In a moment more, Lady Dora entered in all the pride of her glowing, majestic beauty, set off to greater advantage by her mourning robes, which floated in mockery of woe around her—Lady Ripley accompanied her. How false some positions are, in what's called society! Here were three persons, nearly allied, meeting as mere strangers, almost in coldness, without an allusion even to the past. Lady Ripley was gracious; her daughter strove by an unconstrained cordiality, where pride towered in majestic condescension, to seem perfectly indifferent, though Tremenhere smiled in his heart, as he read her well—his manner was so free from any significance of tone or look, so calm and unembarrassed, that Lady Dora asked herself involuntarily, "Have I dreamed the past of yesterday?" and she felt humbled on reflecting how weary an hour she had passed that morning, in schooling her looks and heart to meet, without betraying herself to him.
"You will scarcely pardon me, I fear," he said, "when I tell you, Lady Dora, that I had totally forgotten this engagement this morning, and was going to pass a morning at the Louvre."
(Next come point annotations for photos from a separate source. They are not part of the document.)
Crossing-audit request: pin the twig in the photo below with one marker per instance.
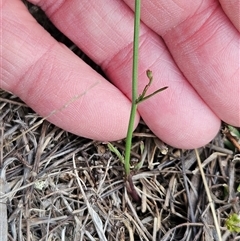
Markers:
(209, 196)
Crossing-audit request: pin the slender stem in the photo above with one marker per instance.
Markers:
(134, 87)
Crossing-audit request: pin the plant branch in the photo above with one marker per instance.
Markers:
(134, 87)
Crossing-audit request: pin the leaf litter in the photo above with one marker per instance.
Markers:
(58, 186)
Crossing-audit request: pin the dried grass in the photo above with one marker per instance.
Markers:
(57, 186)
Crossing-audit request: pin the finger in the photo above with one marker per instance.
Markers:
(205, 46)
(232, 10)
(48, 76)
(178, 115)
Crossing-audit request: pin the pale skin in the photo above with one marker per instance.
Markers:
(192, 46)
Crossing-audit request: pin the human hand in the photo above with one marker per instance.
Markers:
(197, 57)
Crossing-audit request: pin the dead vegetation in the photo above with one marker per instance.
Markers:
(57, 186)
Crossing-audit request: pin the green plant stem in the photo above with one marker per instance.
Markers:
(134, 88)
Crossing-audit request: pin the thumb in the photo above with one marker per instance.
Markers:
(48, 76)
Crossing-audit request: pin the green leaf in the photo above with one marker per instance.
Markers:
(233, 223)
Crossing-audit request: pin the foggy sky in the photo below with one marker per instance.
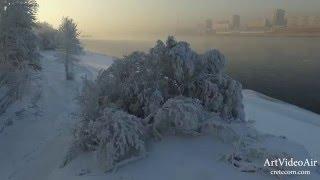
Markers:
(110, 19)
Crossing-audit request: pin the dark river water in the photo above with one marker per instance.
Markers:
(286, 68)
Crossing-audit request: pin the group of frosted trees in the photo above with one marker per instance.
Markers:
(20, 41)
(18, 48)
(170, 90)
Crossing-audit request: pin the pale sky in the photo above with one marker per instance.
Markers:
(109, 19)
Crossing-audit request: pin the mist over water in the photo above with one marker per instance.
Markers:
(286, 68)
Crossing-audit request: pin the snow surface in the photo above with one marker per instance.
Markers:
(279, 118)
(34, 146)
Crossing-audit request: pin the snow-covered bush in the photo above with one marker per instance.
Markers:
(141, 83)
(47, 36)
(171, 89)
(115, 135)
(184, 116)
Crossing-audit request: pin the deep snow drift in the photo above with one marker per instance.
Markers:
(34, 145)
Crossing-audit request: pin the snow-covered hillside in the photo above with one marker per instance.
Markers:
(35, 143)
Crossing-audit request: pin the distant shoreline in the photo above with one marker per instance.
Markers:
(267, 34)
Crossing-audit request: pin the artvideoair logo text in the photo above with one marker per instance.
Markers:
(284, 162)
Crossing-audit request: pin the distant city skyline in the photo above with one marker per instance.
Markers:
(116, 19)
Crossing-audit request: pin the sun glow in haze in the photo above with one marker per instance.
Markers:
(114, 19)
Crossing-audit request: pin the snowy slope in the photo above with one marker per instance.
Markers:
(34, 146)
(278, 118)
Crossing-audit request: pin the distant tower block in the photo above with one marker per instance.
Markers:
(209, 26)
(279, 18)
(235, 22)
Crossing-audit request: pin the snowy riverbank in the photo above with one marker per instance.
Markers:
(34, 144)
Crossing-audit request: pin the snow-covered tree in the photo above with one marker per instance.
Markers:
(18, 46)
(69, 44)
(171, 89)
"Oh, pray, do not let us detain you, Mr. Tremenhere!" she exclaimed haughtily. "I, too, had other engagements, but mamma wished me to come, having promised."
"You cannot doubt, Lady Dora," he gallantly said—but it was mere gallantry; no hidden tone of meaning could be detected by the nicest ear—"the great pleasure this remembrance gives me. I was blaming my own wretched memory, and anxious to convey to you the forgotten happiness, which was driving me for a morning's amusement among the dead beauties in the Spanish gallery, instead of immortalizing my pencil, by endeavouring to pourtray your living loveliness."
She bowed, and, biting her lip, accepted this overstrained compliment at its full value—empty as the wind; and in this mood she sat down to lend herself to his pencil. Lady Ripley had not noticed the by-play of all this, indeed how could she, ignorant as she was of the previous scene, and totally incapable of comprehending the possibility of her daughter, even condescending to the slightest approach to flirtation even with an artist, whatever his pretensions to birth might be? She was unusually gracious this day, which removed much of the embarrassment the others could not otherwise have failed to feel. As some little revenge for his cool impertinence when they entered, Lady Dora suddenly inquired—
"Mr. Tremenhere, how many days' journey do you reckon it from Paris to Florence? I mean," she added, fearful that her meaning might be misunderstood, "from Florence to Paris, supposing a person to travel as expeditiously as possible?"
"As many," he answered, smiling blandly in her face, and with perfect sincerity of tone, "as it would take a person to go from Paris to Florence."
"Is he a fool?" she thought, "or only insensible? Thank you," she added aloud. "I presume they would be the same, but my question remains unanswered."
"True," he replied, smiling; "I am very rude, but my attention was so engrossed by this most lovely Diana. I will endeavour to answer you: were I a happy man, whom one so fair as yourself, Lady Dora, expected impatiently, I should not choose the commonplace mode of transporting myself; but, borrowing the wings of the wind (that is, supposing them disengaged,) flutter to her feet."